7 tips to help you become a better public speaker
From captivating your audience to preparing for questions, these seven useful tips will help you become a better public speaker.
Public speaking is something so many people struggle with, even as they move into management. But like any skill, it can be practised and perfected! From captivating your audience to preparing for questions, these seven useful tips will help you become a better public speaker.
1. Get your audience hooked
You only have 15 seconds to make a first impression. Use this time to grab your audience’s attention.
Start with a surprising statistic, a personal experience, or entertaining anecdote. Then draw your audience in with a captivating introduction.
Your introduction should tell your audience what to expect, but more importantly—why what you have to say is so valuable to them. It should also be tailored to suit each audience.
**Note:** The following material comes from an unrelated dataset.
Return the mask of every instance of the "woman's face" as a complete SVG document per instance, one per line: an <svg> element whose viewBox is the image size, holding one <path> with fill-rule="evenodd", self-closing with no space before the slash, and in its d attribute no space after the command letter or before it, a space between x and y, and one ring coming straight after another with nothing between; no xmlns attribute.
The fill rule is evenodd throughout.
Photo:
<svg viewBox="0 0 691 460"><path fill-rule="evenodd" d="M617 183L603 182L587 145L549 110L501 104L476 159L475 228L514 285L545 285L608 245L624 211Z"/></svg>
For example, when presenting to the general public, you’ll need to include a brief background on the topic and avoid using technical jargon—an approach that would bore even a group of experts.
2. Use multimedia
Keep your audience interested by using a variety of media to convey your information, such as:
- Video clips
- Case studies
- Anecdotal examples
- Prototype models
Make sure you allow plenty of time to set up and check that all of your visual aids are working correctly.
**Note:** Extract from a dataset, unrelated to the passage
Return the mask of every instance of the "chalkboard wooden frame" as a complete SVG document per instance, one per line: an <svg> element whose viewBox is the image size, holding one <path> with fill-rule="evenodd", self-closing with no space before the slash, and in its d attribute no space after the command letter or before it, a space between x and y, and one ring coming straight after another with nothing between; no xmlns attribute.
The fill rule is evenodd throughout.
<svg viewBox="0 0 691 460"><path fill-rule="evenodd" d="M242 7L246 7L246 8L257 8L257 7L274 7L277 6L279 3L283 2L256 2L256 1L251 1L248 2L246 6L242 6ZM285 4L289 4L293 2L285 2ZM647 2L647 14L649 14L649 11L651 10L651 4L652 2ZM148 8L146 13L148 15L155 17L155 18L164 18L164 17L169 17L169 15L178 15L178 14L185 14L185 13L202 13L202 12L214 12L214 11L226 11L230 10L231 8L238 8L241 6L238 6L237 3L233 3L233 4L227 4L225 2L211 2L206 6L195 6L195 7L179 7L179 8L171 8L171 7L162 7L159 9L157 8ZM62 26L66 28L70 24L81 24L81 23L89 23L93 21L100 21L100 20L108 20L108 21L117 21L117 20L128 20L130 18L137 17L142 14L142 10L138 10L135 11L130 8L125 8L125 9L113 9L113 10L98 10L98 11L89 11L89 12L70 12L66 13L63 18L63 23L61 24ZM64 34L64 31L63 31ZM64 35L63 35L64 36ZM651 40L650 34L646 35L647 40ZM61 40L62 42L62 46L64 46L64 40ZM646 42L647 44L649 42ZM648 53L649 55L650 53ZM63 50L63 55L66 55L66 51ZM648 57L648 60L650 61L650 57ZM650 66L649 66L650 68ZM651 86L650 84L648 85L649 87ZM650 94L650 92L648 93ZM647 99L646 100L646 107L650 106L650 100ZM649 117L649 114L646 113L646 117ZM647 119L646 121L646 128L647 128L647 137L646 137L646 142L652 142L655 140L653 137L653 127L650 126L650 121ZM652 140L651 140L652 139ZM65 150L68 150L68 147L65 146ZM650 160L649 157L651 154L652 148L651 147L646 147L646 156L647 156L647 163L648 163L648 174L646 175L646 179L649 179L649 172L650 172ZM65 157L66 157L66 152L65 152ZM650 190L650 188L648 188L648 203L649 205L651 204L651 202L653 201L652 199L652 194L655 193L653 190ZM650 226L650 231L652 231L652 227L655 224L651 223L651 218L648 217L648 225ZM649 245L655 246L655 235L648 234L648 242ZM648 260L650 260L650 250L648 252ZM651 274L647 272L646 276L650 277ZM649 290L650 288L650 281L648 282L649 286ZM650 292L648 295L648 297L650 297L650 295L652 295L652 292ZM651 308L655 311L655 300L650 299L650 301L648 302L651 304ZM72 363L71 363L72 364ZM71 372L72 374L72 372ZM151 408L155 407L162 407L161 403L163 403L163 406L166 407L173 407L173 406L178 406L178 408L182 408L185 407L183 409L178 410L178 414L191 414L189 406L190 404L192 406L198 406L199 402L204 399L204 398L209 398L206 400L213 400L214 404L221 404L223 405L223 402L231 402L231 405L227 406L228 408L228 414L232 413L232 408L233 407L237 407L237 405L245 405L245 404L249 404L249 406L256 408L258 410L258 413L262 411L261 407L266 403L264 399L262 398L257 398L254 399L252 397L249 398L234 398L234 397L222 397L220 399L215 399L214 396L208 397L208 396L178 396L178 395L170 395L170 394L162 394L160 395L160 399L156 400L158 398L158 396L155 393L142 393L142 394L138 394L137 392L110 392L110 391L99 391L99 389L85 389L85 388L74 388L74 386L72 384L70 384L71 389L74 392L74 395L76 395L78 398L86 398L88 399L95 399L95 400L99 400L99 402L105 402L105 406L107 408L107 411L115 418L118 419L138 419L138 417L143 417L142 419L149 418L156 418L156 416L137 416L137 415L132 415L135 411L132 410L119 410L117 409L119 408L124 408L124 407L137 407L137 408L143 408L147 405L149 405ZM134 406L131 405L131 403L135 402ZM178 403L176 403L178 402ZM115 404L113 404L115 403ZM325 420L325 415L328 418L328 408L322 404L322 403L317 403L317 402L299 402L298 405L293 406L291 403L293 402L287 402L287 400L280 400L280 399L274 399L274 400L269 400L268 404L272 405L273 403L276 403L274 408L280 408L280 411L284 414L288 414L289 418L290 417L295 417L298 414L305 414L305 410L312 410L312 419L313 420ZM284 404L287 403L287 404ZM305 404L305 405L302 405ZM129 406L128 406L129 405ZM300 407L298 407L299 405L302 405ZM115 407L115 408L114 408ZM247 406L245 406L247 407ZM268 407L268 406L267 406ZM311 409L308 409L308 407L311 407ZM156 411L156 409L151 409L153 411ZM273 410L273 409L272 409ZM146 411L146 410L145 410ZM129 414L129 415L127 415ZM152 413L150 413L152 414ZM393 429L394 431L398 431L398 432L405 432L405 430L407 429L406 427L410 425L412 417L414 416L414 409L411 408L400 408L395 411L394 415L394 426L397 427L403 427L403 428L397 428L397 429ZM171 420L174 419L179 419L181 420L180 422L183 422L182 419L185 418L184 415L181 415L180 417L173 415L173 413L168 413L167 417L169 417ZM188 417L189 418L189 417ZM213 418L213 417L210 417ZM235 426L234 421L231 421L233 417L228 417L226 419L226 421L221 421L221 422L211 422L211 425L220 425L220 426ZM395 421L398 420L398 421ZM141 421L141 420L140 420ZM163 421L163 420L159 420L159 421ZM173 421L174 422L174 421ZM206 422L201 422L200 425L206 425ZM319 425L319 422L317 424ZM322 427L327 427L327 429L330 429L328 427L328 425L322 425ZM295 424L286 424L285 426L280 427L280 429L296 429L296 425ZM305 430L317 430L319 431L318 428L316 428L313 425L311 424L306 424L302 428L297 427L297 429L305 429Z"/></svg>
3. Prepare to be questioned
When rehearsing your speech with friends or co-workers, encourage them to ask questions. This will allow you to prepare well-researched and succinct answers, so you’ll feel less nervous if you find yourself under scrutiny on the day.
When someone asks you a question:
- Repeat their question back in your own words. This shows you have listened, clarifies your understanding, and also gives you a little extra time to compose your response.
- Break down complex questions into simple parts. This makes complicated questions easier to address and stops you feeling overwhelmed.
- Remember it’s not a personal attack. If your audience is asking questions, you have successfully engaged their interest!
- You won’t have all the answers. Be honest and direct when you’re stumped by a question. State that the answer will require further research and suggest that you follow up with the person after the presentation, such as: “You make a good point! One I’ll need to give some more thought. Are you happy to hang back at the end to talk about this in more detail?”
4. Practice out loud
No matter how many times you go over a line in your head, it will always sound different when spoken aloud. Avoid getting tongue-tied by practising aloud until you are pitch-perfect.
Check that you are pronouncing technical terms correctly. Silly mistakes will hurt your credibility and alienate an informed audience.
You might be surprised by how long it takes to get through your speech when reading aloud. Rushing through a particular section will signal to your audience that this information is less valuable, so they will be unlikely to give it their full attention.
5. If in doubt, slow down
Remember that although this speech may have been playing in your head for days or weeks, your audience is hearing this information for the first time. Your audience will quickly lose interest if you rush through your material. Rushing makes it difficult for your audience to understand complex arguments and they may feel they are being ‘talked at’ rather than ‘spoken to’.
If you start to feel nervous, try speaking unusually slowly. This might feel strange at first, but you’re probably going at double time already! Speaking slowly makes you sound more confident and less rehearsed, giving your presentation a natural flow that’s more engaging to audiences.
Not sure when to take a break? Insert a 3-5 second pause before important statements to help prepare your audience for new information. Pausing at the end of a story will encourage your audience to reflect on its meaning.
6. Never apologise
If you slip up, dust yourself off and carry on. Nothing makes an audience feel uncomfortable like an under-confident speaker. And the fact is, they probably didn’t even notice the error.
Be confident in everything you say (and if you’re not—fake it!). You must be 100% behind your argument to have any chance of convincing your audience.
7. Record yourself
If you are serious about becoming a better public speaker, recording yourself speaking is the most efficient way to recognise and eradicate your weaknesses.
Video your practice sessions or record yourself talking into a webcam, then ask a friend or colleague to record your final presentation.
Whether you deliver presentations regularly or are preparing for an important appearance, these simple strategies will help you approach your next public speaking gig with more confidence and achieve better results.